Gary P. Van Guilder
Ph.D: University of Colorado at Boulder
Postdoctoral Training: Vanderbilt University Medical Center, University of Colorado Medical Center
Lab: Integrative Vascular Cytoprotection Laboratory
Department of Health & Nutritional Sciences
Wagner Hall Room 401/138
Specialization: Vascular endothelial biology and function, endogenous cytoprotection, exercise physiology, ischemic conditioning, lactate metabolism, menstrual cycle
The overall focus of the Van Guilder Laboratory is to determine the biological mediators that affect vascular endothelial stress resistance and resilience in the context of increased cardiovascular disease risk in humans. A major focus is to develop new therapeutic strategies to improve cell protection from ischemia-reperfusion injury, which today remains clinically untreatable with existing cardioprotective interventions. Therapeutic strategies span mechanical (remote ischemic preconditioning), pharmacological (lactate infusions), and lifestyle (diet and exercise) approaches to bolster cell protection. In particular, we are currently investigating how alterations in lactate, a preferred energy substance for the body, influences vascular protection. The old train-of-thought was that lactate was simply a metabolic waste product. The vision today recognizes lactate as having many diverse roles related to gene expression, cell signaling, blood flow regulation, and cell repair. This suggests that lactate has promising therapeutic value aimed at reducing cell injury. For example, as shown in the drawing below, a cell that has been preconditioned, particularly the endothelial cell or a cardiac muscle cell, tends to shift lactate towards metabolic energy production compared with a cell that has not been preconditioned. By enabling a better use of lactate inside the cell, less lactate is 'wasted' and can stimulate cytoprotective responses that reduce damage from ischemia/reperfusion injury.

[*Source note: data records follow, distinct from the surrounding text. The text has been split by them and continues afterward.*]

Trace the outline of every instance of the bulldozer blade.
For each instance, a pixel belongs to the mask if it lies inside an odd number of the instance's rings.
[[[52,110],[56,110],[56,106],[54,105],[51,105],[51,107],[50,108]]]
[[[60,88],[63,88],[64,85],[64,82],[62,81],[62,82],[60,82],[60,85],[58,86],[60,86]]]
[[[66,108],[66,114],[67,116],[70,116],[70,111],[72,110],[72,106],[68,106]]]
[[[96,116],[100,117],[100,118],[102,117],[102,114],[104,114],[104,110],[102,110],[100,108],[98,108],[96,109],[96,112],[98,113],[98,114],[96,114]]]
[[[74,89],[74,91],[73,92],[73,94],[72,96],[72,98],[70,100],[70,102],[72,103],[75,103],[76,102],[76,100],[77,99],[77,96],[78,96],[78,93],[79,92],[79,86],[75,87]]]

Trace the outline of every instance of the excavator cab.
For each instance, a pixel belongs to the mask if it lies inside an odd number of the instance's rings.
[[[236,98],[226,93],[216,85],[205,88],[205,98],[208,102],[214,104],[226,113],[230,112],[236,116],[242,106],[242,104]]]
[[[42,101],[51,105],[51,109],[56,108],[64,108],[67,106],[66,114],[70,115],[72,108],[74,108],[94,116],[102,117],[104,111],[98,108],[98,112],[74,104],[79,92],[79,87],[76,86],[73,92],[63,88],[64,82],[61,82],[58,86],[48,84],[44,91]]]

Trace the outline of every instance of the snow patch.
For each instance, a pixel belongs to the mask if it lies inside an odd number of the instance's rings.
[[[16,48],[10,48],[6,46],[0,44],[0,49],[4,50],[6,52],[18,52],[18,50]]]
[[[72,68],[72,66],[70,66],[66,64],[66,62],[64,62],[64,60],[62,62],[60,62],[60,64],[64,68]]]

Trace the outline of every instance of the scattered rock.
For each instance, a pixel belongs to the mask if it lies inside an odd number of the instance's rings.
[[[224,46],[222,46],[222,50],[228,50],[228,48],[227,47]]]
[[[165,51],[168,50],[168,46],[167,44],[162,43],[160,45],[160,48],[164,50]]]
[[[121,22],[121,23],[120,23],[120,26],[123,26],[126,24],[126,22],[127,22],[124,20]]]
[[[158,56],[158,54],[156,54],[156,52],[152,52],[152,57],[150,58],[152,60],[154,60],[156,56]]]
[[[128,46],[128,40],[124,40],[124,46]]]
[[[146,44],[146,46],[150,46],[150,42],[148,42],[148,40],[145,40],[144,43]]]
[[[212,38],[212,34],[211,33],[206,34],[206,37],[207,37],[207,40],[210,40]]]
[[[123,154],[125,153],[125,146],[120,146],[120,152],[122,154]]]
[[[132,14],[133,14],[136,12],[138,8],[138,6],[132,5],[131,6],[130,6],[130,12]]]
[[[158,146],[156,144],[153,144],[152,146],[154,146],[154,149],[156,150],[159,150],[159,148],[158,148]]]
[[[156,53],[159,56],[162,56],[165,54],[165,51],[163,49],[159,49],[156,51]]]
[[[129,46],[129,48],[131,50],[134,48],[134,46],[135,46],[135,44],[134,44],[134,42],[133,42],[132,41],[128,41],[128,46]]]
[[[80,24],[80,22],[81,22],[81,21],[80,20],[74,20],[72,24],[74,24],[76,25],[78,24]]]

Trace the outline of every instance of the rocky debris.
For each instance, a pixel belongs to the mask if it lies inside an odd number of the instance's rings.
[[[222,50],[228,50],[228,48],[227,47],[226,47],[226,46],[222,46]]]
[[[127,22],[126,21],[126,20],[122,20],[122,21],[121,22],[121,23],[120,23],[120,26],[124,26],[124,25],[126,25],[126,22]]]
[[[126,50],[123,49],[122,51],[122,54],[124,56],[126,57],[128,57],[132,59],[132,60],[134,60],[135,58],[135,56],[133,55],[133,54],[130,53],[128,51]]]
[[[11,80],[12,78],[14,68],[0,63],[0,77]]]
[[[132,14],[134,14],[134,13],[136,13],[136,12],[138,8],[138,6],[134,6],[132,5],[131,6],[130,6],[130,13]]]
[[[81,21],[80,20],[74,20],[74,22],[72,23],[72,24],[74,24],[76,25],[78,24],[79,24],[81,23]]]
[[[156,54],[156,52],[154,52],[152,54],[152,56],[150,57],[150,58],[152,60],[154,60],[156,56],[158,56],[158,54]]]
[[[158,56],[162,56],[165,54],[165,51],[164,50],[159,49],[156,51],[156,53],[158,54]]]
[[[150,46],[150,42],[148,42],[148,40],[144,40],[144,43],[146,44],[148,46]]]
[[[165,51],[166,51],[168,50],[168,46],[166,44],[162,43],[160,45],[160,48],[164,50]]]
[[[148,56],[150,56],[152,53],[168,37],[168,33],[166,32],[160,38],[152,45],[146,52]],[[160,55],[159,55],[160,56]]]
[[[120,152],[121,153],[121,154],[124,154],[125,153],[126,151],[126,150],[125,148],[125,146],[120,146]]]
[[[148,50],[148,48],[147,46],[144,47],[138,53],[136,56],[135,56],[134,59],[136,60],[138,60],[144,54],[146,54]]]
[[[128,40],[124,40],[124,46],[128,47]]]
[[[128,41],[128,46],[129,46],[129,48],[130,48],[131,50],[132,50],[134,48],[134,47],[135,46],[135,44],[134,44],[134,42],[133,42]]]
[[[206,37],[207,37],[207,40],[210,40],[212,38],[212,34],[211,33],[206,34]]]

Another focus of my lab is to better understand how the menstrual cycle in women affects vascular endothelial cytoprotection. We know that serious consequences associated with ischemia/reperfusion injury are becoming more frequent in younger groups of premenopausal women. Despite successful coronary revascularization, women develop more severe bleeding, more in-hospital mortality, and more widespread postoperative myocardial infarctions and non-cardiac organ injury compared with men of similar age. Invoking cell protection could be more challenging depending on the phase of the menstrual cycle.
Vascular Endothelial Function Experiments and Research Approach
To address these research questions, we employ a variety of integrative methodological approaches exclusively in humans. Experimental techniques involve measuring vascular function in vivo in response to reactive hyperemia, vasoactive drug infusions, and with acute bouts of exercise. We utilize randomized crossover designs, cross-sectional approaches, or interventions to address our research questions.
In the image below, we use are using strain-gauge venous occlusion plethysmography to quantify changes in brachial artery reactive hyperemia in response endothelial ischemia/reperfusion injury. This technique can also be used to also draw samples of blood from the vein and artery to quantify whole blood lactate turnover. Together with measures of forearm blood flow, provides a great way to demonstrate how well the vascular system is working under stress, and with health and disease.
In the experimental set-up below, the subject is placed on a bed with two blood pressure cuffs placed on their upper arms. Inflation of these cuffs can be manipulated to occlude the brachial artery or veins. Remote ischemic preconditioning can be invoked by inflating the blood pressure cuff on the person’s right arm to occlude blood flow through the brachial artery three times for a period of 5 min per cycle. In our experiments, we cause transient endothelial ischemia/reperfusion injury in the left arm. To do this, we inflate the blood pressure cuff for 20 min. This technique can be used to determine if cell protection by remote ischemic preconditioning is working properly, or if it is influenced by disease and related factors.